Coordinate geometry turns messy geometry into manageable algebra. Use it liberally. Category 4: Combinatorics – Counting Without Tears Problem (Modeled after 2015 National Sprint #29): How many 4-digit numbers have at least one digit repeated? Mathcounts National Sprint Round Problems And Solutions

(\fraca+bab = \frac317 \Rightarrow 17(a+b) = 3ab). Solve for one variable: (17a + 17b = 3ab \Rightarrow 17a = 3ab - 17b = b(3a - 17) \Rightarrow b = \frac17a3a-17). (\boxed\frac18011) Thus min sum = 108

Triangle BEF: vertices B(8,0), E(3,15), F(24/11, 120/11).
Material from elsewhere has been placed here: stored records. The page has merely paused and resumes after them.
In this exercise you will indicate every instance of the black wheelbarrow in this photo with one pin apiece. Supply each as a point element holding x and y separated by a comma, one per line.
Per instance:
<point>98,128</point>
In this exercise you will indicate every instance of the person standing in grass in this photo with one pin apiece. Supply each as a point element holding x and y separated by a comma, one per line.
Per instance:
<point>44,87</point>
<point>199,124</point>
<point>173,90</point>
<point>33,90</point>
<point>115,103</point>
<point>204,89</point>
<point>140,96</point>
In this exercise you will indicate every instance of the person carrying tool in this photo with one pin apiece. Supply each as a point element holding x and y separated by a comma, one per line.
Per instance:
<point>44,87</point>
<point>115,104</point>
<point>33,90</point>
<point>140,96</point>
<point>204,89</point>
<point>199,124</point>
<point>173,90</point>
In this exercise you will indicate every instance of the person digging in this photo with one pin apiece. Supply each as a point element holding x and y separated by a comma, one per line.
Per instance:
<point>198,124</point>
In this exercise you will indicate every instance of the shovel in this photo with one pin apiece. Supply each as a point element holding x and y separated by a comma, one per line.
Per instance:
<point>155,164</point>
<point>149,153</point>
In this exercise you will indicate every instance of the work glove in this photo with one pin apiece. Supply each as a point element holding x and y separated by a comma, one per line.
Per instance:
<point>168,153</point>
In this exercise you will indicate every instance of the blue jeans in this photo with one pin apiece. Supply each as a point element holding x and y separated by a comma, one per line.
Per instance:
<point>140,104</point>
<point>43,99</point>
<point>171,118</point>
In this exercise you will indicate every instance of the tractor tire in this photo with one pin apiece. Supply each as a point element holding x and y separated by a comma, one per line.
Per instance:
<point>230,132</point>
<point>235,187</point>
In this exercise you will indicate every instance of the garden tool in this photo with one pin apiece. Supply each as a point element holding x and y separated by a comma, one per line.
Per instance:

Use shoelace formula: Area = 1/2 | x1(y2-y3) + x2(y3-y1) + x3(y1-y2) | = 1/2 | 8(15 - 120/11) + 3(120/11 - 0) + (24/11)(0 - 15) | = 1/2 | 8( (165-120)/11 ) + 3(120/11) + (24/11)(-15) | = 1/2 | 8*(45/11) + 360/11 - 360/11 | = 1/2 | 360/11 | = 180/11. Category 4: Combinatorics – Counting Without Tears Problem

Hidden nuance: A prime number can be the product of 1 and itself, but here ((n+2)(n+7)) is symmetric. If one factor is prime and the other is 1, we already tried. What if one factor is -1 and the other is negative prime? That would give a positive product. Example: (n+2 = -1) → (n=-3) (no). So indeed, no positive (n) works. But the problem exists, so I must have recalled incorrectly. Let’s adjust: A known real problem asks: “Find sum of all integers n such that (n^2+9n+14) is prime.” Answer often is 0 because none exist. But competition problems avoid empty sets.